When you need to migrate a large Oracle production database (e.g., 1 TB) without affecting its performance, you can use Data Pump's ESTIMATE and ESTIMATE_ONLY parameters to calculate the export size without actually performing the export.

ESTIMATE Parameter Overview

The ESTIMATE option accepts two values:

BLOCKS – calculates size based on the number of data blocks and block size (default).

STATISTICS – uses per‑table statistics collected by the optimizer.

Example Commands

$expdp '/ as sysdba' ESTIMATE_ONLY=y FULL=y ESTIMATE=blocks
$expdp '/ as sysdba' ESTIMATE_ONLY=y FULL=y ESTIMATE=statistics

Result Comparison

Using ESTIMATE=blocks produced an estimated size of 2599 GB in 00:02:50 . Using ESTIMATE=statistics gave 2132 GB in 00:04:40 . The two methods differ because BLOCKS simply multiplies block count by block size, while STATISTICS examines actual table data distribution.

The BLOCKS method tends to over‑estimate, which is safer for capacity planning, especially when tables are compressed; in such cases STATISTICS may underestimate.

Oracle Optimizer Statistics

The Cost‑Based Optimizer (CBO) relies on statistics about tables, columns, indexes, and system resources. Key statistic sources include:

Table statistics: rows, blocks, average row length (view ALL_TABLES).

Column statistics: distinct values, null count, histograms (view DBA_TAB_COLUMNS).

Index statistics: leaf blocks, clustering factor, B‑level (view DBA_INDEXES).

System statistics: I/O and CPU usage (stored in AUX_STATS$).

Collecting Statistics

Two main approaches exist:

1. ANALYZE Statement

The ANALYZE command can gather table, index, column, and system statistics, and optionally create histograms. Example syntax:

ANALYZE TABLE schema.table COMPUTE STATISTICS FOR ALL COLUMNS SIZE AUTO;

Histograms divide column values into buckets to capture data distribution.

2. DBMS_STATS Package

The preferred method is the DBMS_STATS package, which offers procedures such as:

GATHER_DATABASE_STATS
GATHER_DICTIONARY_STATS
GATHER_FIXED_OBJECTS_STATS
GATHER_INDEX_STATS
GATHER_SCHEMA_STATS
GATHER_SYSTEM_STATS
GATHER_TABLE_STATS

Example calls:

EXEC DBMS_STATS.GATHER_SCHEMA_STATS('SCOTT', estimate_percent=>80, method_opt=>'FOR ALL COLUMNS SIZE AUTO', degree=>4, cascade=>TRUE);
EXEC DBMS_STATS.GATHER_TABLE_STATS('SCOTT','EMP', estimate_percent=>80, method_opt=>'FOR ALL COLUMNS SIZE AUTO', degree=>4, cascade=>TRUE);

Key differences between ANALYZE and DBMS_STATS: ANALYZE cannot collect statistics on internal system objects; DBMS_STATS can.
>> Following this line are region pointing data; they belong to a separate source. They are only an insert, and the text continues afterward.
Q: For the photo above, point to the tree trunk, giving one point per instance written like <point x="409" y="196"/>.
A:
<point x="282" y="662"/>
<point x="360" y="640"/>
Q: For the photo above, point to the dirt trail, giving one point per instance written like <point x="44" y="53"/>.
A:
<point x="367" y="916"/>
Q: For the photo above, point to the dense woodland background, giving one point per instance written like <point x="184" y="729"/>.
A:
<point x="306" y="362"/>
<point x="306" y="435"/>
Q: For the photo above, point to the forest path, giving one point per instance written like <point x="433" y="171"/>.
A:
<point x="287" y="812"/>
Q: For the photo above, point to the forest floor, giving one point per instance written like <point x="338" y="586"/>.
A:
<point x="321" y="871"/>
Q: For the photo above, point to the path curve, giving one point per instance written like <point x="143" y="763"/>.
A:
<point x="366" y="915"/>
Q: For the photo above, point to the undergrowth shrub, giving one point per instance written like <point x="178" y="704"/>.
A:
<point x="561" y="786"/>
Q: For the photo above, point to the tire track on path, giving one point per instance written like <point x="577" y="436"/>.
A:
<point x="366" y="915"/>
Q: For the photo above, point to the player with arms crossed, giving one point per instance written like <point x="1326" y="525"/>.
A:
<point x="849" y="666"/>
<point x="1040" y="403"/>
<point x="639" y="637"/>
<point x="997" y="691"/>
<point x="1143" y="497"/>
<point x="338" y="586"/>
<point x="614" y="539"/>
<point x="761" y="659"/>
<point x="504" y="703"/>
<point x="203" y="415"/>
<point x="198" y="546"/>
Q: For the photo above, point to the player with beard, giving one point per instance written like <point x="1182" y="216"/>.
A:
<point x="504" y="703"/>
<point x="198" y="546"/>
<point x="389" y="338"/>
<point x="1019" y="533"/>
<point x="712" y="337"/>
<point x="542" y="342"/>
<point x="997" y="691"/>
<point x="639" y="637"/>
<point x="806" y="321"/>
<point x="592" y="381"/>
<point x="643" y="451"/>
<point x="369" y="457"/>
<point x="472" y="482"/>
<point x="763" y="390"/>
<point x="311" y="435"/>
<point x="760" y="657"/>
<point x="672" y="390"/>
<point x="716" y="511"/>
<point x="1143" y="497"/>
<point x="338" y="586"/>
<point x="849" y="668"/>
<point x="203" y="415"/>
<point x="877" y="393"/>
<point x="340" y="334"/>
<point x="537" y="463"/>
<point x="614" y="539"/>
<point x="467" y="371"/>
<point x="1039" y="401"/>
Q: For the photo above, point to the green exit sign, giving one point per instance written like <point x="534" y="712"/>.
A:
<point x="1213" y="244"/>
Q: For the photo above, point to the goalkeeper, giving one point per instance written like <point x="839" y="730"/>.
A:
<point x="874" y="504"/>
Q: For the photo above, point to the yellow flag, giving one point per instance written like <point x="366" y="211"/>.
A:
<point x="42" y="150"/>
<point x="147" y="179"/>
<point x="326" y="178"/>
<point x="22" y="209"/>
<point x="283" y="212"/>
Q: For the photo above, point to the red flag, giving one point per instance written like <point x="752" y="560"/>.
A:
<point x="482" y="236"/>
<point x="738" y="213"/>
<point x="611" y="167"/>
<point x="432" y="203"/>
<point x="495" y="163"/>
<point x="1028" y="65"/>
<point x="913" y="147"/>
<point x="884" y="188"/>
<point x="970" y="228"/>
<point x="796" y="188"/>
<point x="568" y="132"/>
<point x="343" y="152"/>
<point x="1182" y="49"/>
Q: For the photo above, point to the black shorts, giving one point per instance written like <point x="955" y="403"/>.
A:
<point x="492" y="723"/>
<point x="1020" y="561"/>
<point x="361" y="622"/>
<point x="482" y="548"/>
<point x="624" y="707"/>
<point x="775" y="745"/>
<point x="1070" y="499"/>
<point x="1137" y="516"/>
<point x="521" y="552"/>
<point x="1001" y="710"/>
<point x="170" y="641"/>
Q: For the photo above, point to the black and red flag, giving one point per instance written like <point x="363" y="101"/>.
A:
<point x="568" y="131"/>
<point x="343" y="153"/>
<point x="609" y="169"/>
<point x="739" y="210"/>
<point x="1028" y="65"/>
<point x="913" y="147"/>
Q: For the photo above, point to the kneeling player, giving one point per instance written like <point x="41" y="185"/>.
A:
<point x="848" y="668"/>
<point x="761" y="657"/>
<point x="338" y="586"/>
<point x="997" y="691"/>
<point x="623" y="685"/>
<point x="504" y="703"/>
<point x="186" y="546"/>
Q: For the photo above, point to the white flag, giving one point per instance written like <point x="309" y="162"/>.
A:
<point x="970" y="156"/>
ANALYZE does not support partitioned tables correctly; DBMS_STATS does via the GRANULARITY option. ANALYZE runs serially; DBMS_STATS can run in parallel (e.g., DEGREE=>4).

Oracle recommends using DBMS_STATS and plans to deprecate ANALYZE.

Practical Recommendations

Use ESTIMATE=blocks for a conservative size estimate when planning migrations.

Prefer DBMS_STATS for gathering up‑to‑date optimizer statistics.

Refresh monitoring info with DBMS_STATS.FLUSH_DATABASE_MONITORING_INFO if needed.

Summary

1. You can safely estimate the size of a production Oracle database using Data Pump's ESTIMATE and ESTIMATE_ONLY parameters without impacting performance.

2. Oracle's CBO relies on accurate statistics and histograms; collecting them via DBMS_STATS is the recommended approach.

3. For migration capacity planning, the default BLOCKS estimation method provides a safe upper bound.